During operation, due to severe abdominal distention, the left lateral retroperitoneal area was reached in supine position by Phannenstiel plus left hockey stick incision. The upper 2/3 of the cyst was excised after aspirated of 600ml cystic fluid. Presacral portion of the cyst was excised in prone position by posterosagittal incision. Thus, cyst was completely excised by the abdominal and posterosagittal routes.

Oral feeding was started first postoperative day. The bladder capacity was 35ml, and VUR wasn’t detected on VCUG. Renal ectasia regressed, urine output was sufficient without bladder catheter. Pathology resulted as a mature cystic teratoma. In the first month, tumor markers regressed (AFP:1950 ng/ml). The monthly rectal examination and tumor marker follow-up were uneventful.

Conclusion: Possibility of the sacrococcygeal teratoma should be considered in the pure cystic masses trough the presacral region, although rareity of pure cystic teratomas and even if it is not primarily thought in intraabdominal cystic masses.

İLERİ DERECEDE ABDOMİNAL DİSTANSİYONA NEDEN OLAN PÜR KİSTİK TİP 4 SAKROKOKSİGEAL TERATOMLU YENİDOĞANA YAKLAŞIM

B Arı*, A Celayir*, Ş Çaman*, O Demirci**, N Koç***
*Sağlık Bilimleri Üniversitesi, Zeynep Kamil Kadın ve Çocuk Hastalıkları Sağlık Uygulama ve Araştırma Merkezi, Çocuk Cerrahisi Anabilim Dalı, İstanbul, Türkiye
**Sağlık Bilimleri Üniversitesi, Zeynep Kamil Kadın ve Çocuk Hastalıkları Sağlık Uygulama ve Araştırma Merkezi, Perinatoloji Bilim Dalı
***Sağlık Bilimleri Üniversitesi, Zeynep Kamil Kadın ve Çocuk Hastalıkları Sağlık Uygulama ve Araştırma Merkezi, Patoloji, İstanbul, Türkiye

Giriş/Amaç: Sakrokoksigeal teratomlar (SCT) çocukluk çağı teratomlarının %70’ini oluşturmaktadır. Bu çalışmada oldukça nadir görülen pür kistik Tip-4 SCT tanısı alan olgunun prezantasyonu, klinik seyri ve cerrahi yaklaşım şeklinin tartışılması amaçlandı.

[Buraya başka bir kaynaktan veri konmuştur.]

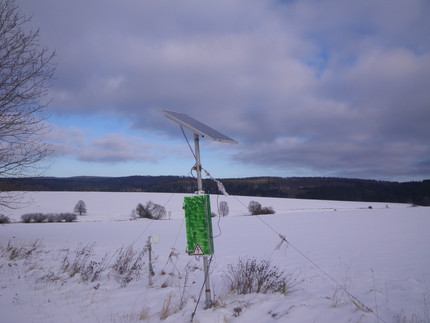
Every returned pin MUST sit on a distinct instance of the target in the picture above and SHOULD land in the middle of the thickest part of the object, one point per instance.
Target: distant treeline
(324, 188)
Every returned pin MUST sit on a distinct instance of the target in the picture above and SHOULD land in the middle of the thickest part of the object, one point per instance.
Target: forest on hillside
(324, 188)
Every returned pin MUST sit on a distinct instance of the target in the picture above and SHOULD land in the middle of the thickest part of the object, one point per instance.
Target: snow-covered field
(380, 255)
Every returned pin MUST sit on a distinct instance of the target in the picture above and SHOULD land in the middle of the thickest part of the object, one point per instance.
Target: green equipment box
(199, 225)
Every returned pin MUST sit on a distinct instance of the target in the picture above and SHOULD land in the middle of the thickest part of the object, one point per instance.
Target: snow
(380, 255)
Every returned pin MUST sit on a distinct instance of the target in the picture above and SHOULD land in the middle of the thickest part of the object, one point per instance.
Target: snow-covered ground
(380, 255)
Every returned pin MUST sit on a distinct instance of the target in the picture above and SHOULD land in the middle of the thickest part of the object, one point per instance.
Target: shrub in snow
(128, 264)
(4, 219)
(151, 211)
(68, 217)
(80, 207)
(255, 208)
(256, 276)
(39, 217)
(26, 218)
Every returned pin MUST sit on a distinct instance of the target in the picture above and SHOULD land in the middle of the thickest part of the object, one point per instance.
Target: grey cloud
(346, 82)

Olgu Sunumu: 34+4h sezaryenle 3050gr doğan erkek bebekte, ileri derecede batın distansiyonu mevcuttu. Antenatal US’da renal orjinli olduğu düşünülen kistik kitle tanısı almıştı. Sol alt kadrandan başlayan kitlenin tüm batını doldurduğu ve anüsün derin yerleşimli (funnel anus?) olduğu görüldü, mekonyum çıkışı mevcuttu. Babygrafide, batını tama yakın dolduran, barsakları ve mesaneyi sağa iten yuvarlak kitlesel lezyon görüldü. Ultrasonda bilateral hidroüreteronefroz, mesane duvarında kalınlaşma ve rektum arkasına uzanan 98x66x80mm boyutlarında anekoik ince duvarlı kistik lezyon saptandı. Ekokardiyografide PFO tesbit edildi. Laboratuvar sonuçlarından AFP:141.731ng/ml, NSE:100mcg/L, Ferritin:118,7ng/ml yüksekti. Hegar bujiyle yapılan rektal değerlendirmede anüs girişi itibariyle presakral yerleşimli kitle tesbit edildi. Öntanı Tip-4 pür kistik SCT’ydi.

Hastanın prone pozisyon verilemeyecek kadar ileri derecede batın distansiyonu nedeniyle önce Phannenstiel+sol hokey sopası insizyon ile batına ve rektosigmoid kolonun solundan retroperitoneale ulaşıldı. Diyafragmaya uzanan kistten 600ml berrak sıvı aspire edilince gerginliği azaldı, etraf dokudan çepeçevre serbestlendi; kistin 2/3’lük üst kısmı eksize edildi, frozen biyopsi selim lezyon şeklinde raporlandı. Kistin presakrale uzanan kısmı pelvise doğru retrorektal alanda serbestlendi, ancak kistin presakral uzanımının distali serbestlenemedi. Prone pozisyona getirildi, posterosagittal insizyonla koksiks ucuyla birlikte kistin total eksizyonu tamamlandı.

Birinci gün oral beslendi, 5.gün VCUG’de opreasyonda tamamen sağ laterale itildiği görülen mesanenin orta hatta normal konumda ve şeklinde olduğu izlendi, mesane kapasitesi 35ml olup VUR saptanmadı. Sondasız takiplerinde idrar çıkışı yeterli olan hasta 7.gün taburcu edildi. Kontrollerde renal ektazinin gerilediği görüldü. Patolojisi matür kistik teratom olarak raporlandı. Birinci ayında tümör belirteçleri geriledi (AFP:1950 ng/ml). 6.ayında rektal tuşe değerlendirmesi ve tümör belirteç takipleri normaldir.

Sonuç: Pür kistik teratomların oldukça nadir görülmesi sebebiyle batın içi kistik kitlelerde öncelikle akla gelmese de presakral bölge kaynaklı kistik kitlelerde sakrokoksigeal teratom olasılığı da düşünülmelidir.